We’ve been married thirteen years. We’ve been parents for four. For the first nine years, every anniversary was enthusiastically celebrated – dinner, drinks, gifts. For the last four, the celebrations have been a little more quiet – mac and cheese and early bedtimes. It’s not that we don’t want to celebrate – we do – it’s that we simply don’t have the energy (nor do we have a babysitter, but that’s another story). With two small, sleep-averse children, any free time that we have is usually spent power-napping. Who has the will to dress up and sit in a restaurant when you could just fall asleep on the sofa, a cold slice of delivery pizza clutched in your hand?

It’s been a hard year for us – and an exceptionally hard few months – and so the urge to just curl up in our pajamas is stronger than ever.

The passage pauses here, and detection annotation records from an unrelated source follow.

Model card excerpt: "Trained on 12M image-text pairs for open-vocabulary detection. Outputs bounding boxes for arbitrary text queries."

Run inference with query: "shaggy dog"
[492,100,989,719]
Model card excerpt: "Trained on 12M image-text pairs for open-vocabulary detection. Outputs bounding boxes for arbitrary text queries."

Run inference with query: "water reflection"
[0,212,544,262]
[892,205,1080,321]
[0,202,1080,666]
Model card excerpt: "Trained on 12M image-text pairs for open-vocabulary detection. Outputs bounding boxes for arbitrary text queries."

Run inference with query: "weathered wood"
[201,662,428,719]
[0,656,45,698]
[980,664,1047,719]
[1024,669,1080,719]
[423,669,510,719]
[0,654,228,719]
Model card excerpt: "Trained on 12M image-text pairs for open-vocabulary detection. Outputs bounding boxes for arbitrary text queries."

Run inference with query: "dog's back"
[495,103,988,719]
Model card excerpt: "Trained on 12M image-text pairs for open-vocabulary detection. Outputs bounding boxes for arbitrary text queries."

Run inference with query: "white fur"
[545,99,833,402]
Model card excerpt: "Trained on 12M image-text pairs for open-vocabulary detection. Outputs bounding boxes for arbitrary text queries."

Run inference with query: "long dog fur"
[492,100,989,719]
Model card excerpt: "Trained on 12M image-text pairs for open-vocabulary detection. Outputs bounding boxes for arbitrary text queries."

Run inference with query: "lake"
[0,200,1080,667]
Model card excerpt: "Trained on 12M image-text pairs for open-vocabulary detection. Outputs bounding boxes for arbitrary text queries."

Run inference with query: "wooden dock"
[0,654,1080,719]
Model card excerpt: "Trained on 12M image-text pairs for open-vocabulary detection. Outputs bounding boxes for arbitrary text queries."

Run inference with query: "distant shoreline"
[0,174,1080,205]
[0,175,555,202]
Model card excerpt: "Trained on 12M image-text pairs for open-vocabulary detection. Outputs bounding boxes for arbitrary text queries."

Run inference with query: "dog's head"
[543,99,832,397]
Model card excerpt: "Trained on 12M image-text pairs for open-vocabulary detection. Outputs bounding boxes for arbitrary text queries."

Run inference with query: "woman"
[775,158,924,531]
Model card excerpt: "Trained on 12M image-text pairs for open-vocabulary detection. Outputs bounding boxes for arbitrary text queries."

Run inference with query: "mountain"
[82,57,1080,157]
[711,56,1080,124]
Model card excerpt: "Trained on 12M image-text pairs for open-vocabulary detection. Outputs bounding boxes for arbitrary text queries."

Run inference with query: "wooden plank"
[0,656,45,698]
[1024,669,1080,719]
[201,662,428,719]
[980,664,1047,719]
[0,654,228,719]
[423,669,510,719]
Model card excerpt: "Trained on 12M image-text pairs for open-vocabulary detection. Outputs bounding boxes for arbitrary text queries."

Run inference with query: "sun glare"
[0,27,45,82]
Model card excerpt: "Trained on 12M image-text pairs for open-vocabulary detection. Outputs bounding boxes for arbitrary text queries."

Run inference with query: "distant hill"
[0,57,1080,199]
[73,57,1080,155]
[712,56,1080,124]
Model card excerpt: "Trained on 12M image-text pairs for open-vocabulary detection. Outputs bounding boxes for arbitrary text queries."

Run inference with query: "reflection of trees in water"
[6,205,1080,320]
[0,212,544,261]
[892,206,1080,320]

But I think that the need for us to get up and get motivated to find some time for ourselves – as a couple, as two people who are more than just parents – is greater, in some respects than our need to rest. It’s easy to give in to the need to rest. But it’s also easy, in giving in to that need, to give up on other needs.

We’re tired. I’m tired. So tired.

Is there any such thing as a Vacation Fairy? A Dinner Date Godmother? Does the Great Pumpkin deliver spa getaway certificates, complete with nanny service? Because we need that kind of magic, stat.